11 marca miał miejsce upadek Runego Holty na treningu Get Well Toruń. Krótko po tym przykrym zdarzeniu w klubie zapewniano, że żużlowiec przez kilka dni nie będzie mógł latać samolotem, ale lada moment wskoczy na motocykl. Czas jednak leci, a Holta nie wraca na tor. Nie ma go w awizowanym składzie na pierwszy mecz ze Stelmet Falubazem Zielona Góra.
Od osób, które były na tamtym feralnym dla Holty treningu słyszymy, że problemem nie jest odma płucna, lecz ubiegłoroczna kontuzja złamanej nogi. Ponoć jeszcze nie wszystkie rany się zabliźniły.
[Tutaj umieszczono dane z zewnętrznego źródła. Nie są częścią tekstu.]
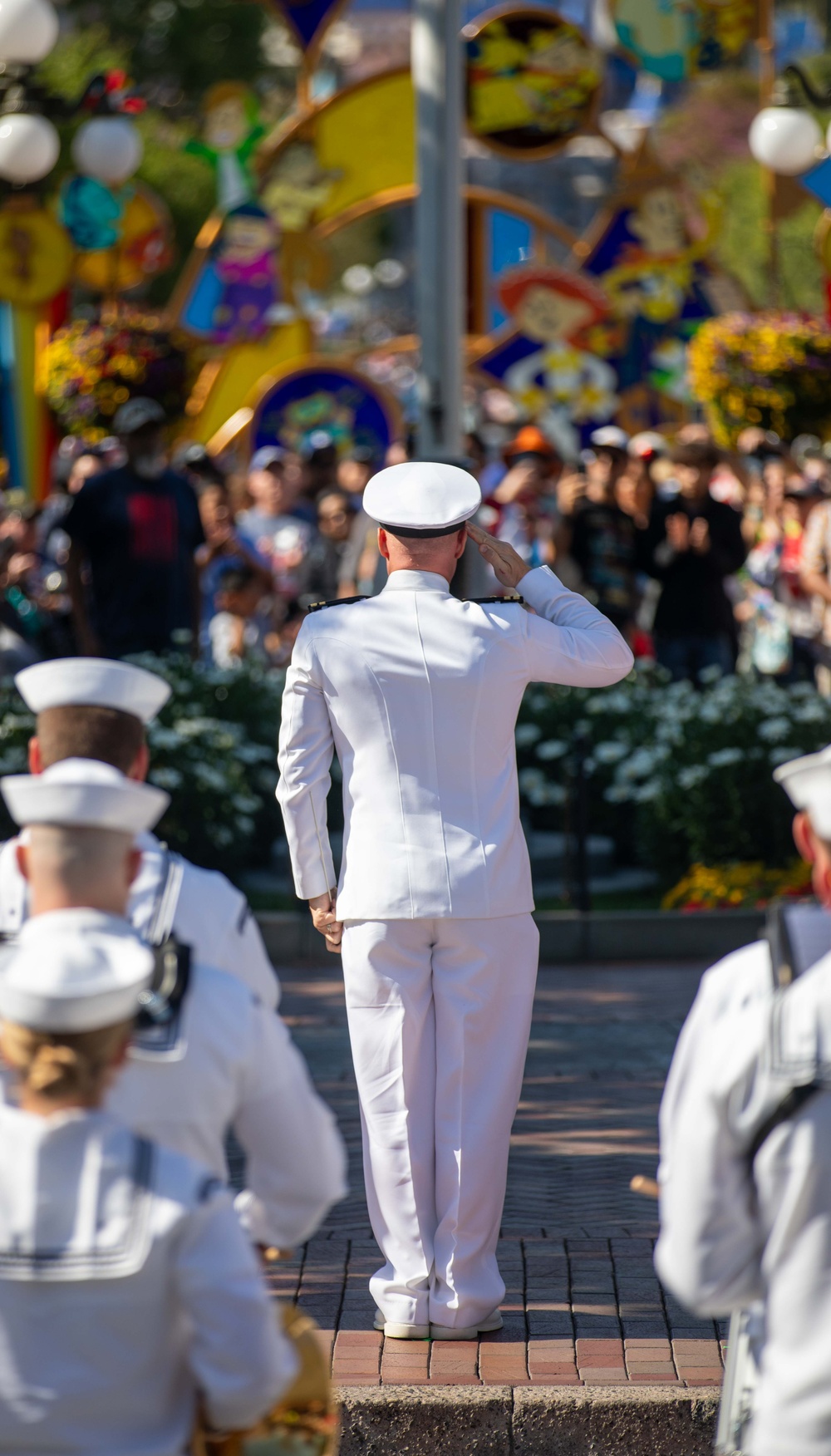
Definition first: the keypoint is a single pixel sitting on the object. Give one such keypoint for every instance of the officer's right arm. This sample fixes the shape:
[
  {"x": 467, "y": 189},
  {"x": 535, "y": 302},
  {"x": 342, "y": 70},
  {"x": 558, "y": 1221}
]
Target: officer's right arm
[
  {"x": 569, "y": 641},
  {"x": 239, "y": 1357},
  {"x": 304, "y": 759}
]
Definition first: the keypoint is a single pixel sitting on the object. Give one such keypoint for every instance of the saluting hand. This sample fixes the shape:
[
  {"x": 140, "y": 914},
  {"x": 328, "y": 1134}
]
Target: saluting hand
[
  {"x": 507, "y": 563},
  {"x": 323, "y": 919}
]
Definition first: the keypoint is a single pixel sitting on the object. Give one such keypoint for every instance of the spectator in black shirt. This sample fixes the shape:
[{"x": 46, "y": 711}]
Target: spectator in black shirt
[
  {"x": 134, "y": 530},
  {"x": 323, "y": 563},
  {"x": 598, "y": 534},
  {"x": 690, "y": 545}
]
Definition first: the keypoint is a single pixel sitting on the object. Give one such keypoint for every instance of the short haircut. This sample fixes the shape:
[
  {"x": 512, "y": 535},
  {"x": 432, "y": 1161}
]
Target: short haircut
[
  {"x": 236, "y": 578},
  {"x": 699, "y": 455},
  {"x": 76, "y": 731}
]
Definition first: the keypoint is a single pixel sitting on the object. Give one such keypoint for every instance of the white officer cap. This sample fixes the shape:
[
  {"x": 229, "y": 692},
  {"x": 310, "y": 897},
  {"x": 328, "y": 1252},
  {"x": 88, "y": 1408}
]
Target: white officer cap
[
  {"x": 807, "y": 780},
  {"x": 422, "y": 499},
  {"x": 92, "y": 681},
  {"x": 83, "y": 792},
  {"x": 608, "y": 437},
  {"x": 75, "y": 977}
]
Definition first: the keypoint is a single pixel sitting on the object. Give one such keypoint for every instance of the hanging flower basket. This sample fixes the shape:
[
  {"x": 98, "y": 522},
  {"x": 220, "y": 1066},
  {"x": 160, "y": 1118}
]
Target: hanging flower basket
[
  {"x": 91, "y": 369},
  {"x": 767, "y": 369}
]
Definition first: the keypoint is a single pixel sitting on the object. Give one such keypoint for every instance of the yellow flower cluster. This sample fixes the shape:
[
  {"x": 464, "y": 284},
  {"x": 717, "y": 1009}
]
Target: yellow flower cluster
[
  {"x": 772, "y": 369},
  {"x": 731, "y": 887}
]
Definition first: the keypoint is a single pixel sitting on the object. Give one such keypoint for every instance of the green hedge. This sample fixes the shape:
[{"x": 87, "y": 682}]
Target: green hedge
[{"x": 676, "y": 775}]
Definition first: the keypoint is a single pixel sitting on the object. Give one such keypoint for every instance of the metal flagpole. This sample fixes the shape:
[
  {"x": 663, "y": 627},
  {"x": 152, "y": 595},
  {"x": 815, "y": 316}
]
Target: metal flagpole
[{"x": 437, "y": 54}]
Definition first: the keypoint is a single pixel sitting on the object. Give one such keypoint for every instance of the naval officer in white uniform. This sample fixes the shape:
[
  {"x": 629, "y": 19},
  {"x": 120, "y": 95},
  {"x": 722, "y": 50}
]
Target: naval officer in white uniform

Klub zaprzecza. Adam Krużyński, przewodniczący rady nadzorczej Get Well, mówi, że to nieprawda. Stwierdza, że Holta ma odmę i naderwany płat płuca. W związku z tym potrzebuje jeszcze tygodnia odpoczynku, a potem spróbuje wsiąść na motocykl.
Czytaj także: Kontuzje zawodników zmienią układ sił w PGE Ekstralidze
W Get Well mają nadzieję, że jak wszystko dobrze pójdzie, to w okolicach Wielkanocy Holta będzie gotowy do ścigania. To by znaczyło, że na pewno nie wystąpi także w meczu drugiej kolejki z Fogo Unią Leszno. Może jednak pojechać z drużyną na wyjazdowe spotkanie do Wrocławia, z Betard Spartą. Z punktu widzenia interesu toruńskiego zespołu byłoby to wskazane, bo menedżer Jacek Frątczak, przynajmniej tak to teraz wygląda, nie ma wielkiego pola do manewru taktycznego.
Nie można liczyć na to, że dziurę po Holcie załatają juniorzy, bo w Get Well to akurat wielka niewiadoma. Także rezerwowy Jack Holder nie jest na razie w takiej formie, by w ciemno można było założyć, że będzie zdobywał w granicach 10 punktów. Inna sprawa, że nie wiadomo, czy nie będzie miał innych luk do łatania. Zdrowy Holta jest bardzo potrzebny Get Well. Zapewnienia Krużyńskiego, że jego przedłużająca się absencja nie ma związku z kontuzjowaną rok temu nogą, są o tyle ważne, iż dają nadzieję, że gdy już Rune wróci, to jest szansa, że pojedzie na dobrym poziomie.